JON ROGER depresses the latch of his front door. Golden light shining out through the windows illuminates the evening, casting the fog into dancing motes. A wave of warmth envelops him as he steps past the threshold and into the little anteroom, depositing his umbrella in the corner. His keys and baton go in a plaster bowl sitting lopsided on a battered table bearing the juvenile etchings of the kids.

“Dad’s home, monsters. Dinner’s on,” Nita, still in work clothes, calls from the kitchen. “Hey, Big Guy. I’ll sort the goblins.

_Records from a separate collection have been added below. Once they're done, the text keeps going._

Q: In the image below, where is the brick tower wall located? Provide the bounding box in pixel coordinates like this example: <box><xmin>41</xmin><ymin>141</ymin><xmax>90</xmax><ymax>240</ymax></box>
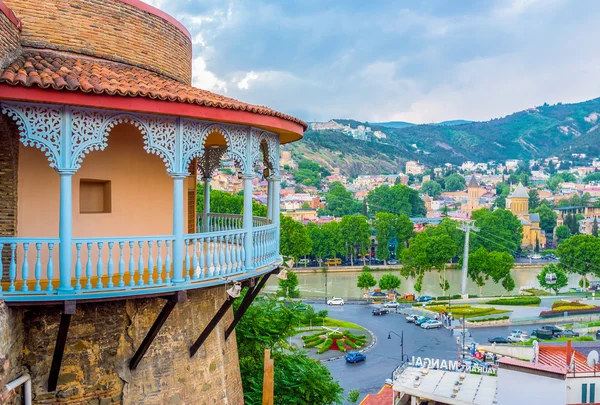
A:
<box><xmin>0</xmin><ymin>0</ymin><xmax>21</xmax><ymax>68</ymax></box>
<box><xmin>0</xmin><ymin>0</ymin><xmax>192</xmax><ymax>84</ymax></box>
<box><xmin>0</xmin><ymin>286</ymin><xmax>244</xmax><ymax>405</ymax></box>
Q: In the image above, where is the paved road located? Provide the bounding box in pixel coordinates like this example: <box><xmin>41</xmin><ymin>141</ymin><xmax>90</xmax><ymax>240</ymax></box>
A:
<box><xmin>313</xmin><ymin>304</ymin><xmax>458</xmax><ymax>399</ymax></box>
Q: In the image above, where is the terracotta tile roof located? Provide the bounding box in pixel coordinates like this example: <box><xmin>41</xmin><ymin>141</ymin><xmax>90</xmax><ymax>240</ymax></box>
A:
<box><xmin>0</xmin><ymin>48</ymin><xmax>307</xmax><ymax>129</ymax></box>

You settle in.”

He moves to the washroom and fills the basin with warm water, rolls his sleeves to the elbow and scrubs his face and hands. There are showers at the office but JON ROGER likes to clean up when he gets home. He combs his hair, and then, clasping the bridge of his nose between thumb and forefinger, JON ROGER takes big deep breaths. In for a four count, hold for a four count, out for a four count, hold for a four count. Do it slow. Visualise a box. The doctor said this would help. The doctor said a lot of things. 

When he told Bunny about the breathing she told him that “Badly informed modulation of prana can be very dangerous.” She recommended he take up handicraft. Bunny practices crochet in her off hours.

When he emerges everyone is already at the table, reading books or drawing or smearing a crayon across a slab of rough coloured paper. Nita had put together a lasagne, which everyone was known to like. And salad. Not just salad; a DIY salad bowl buffet with home made croutons. Delightful.

The meal passes in quiet harmony, all mouths too full of stratified pasta for talk. Until salad, which in JON ROGER’s house is for afters, to help with digestion. You can talk around salad. Mkey tells playground stories of hijinks and shenanigans, heroes and peril. A short gang of ruffians roaming the ball fields and wooded verge of the schoolyard. Including Bruce the Putnam kid. Led by Bruce the Putnam kid. Outrageous.

“Mikey, I told you not to play with Bruce..’

Mikey’s brow furrows. Bruce knows where to find the best sticks and all about dragons.

“Bruce is nice.”

“Jon …”

“Careful, Nita.” his voice as hard as teeth on tile. “You listen, Mikey. No. Goddamn. Bruce.”

Sudden incarnadine haze.

Nita is crouched, tending to Mikey’s cut lip. There are tears. Nobody makes a sound.

In for a four count, hold for a four count, out for a four count, hold for a four count. 

Nita speaks. “Can’t things … Can’t things be nice for a while, JON ROGER? Can’t they?”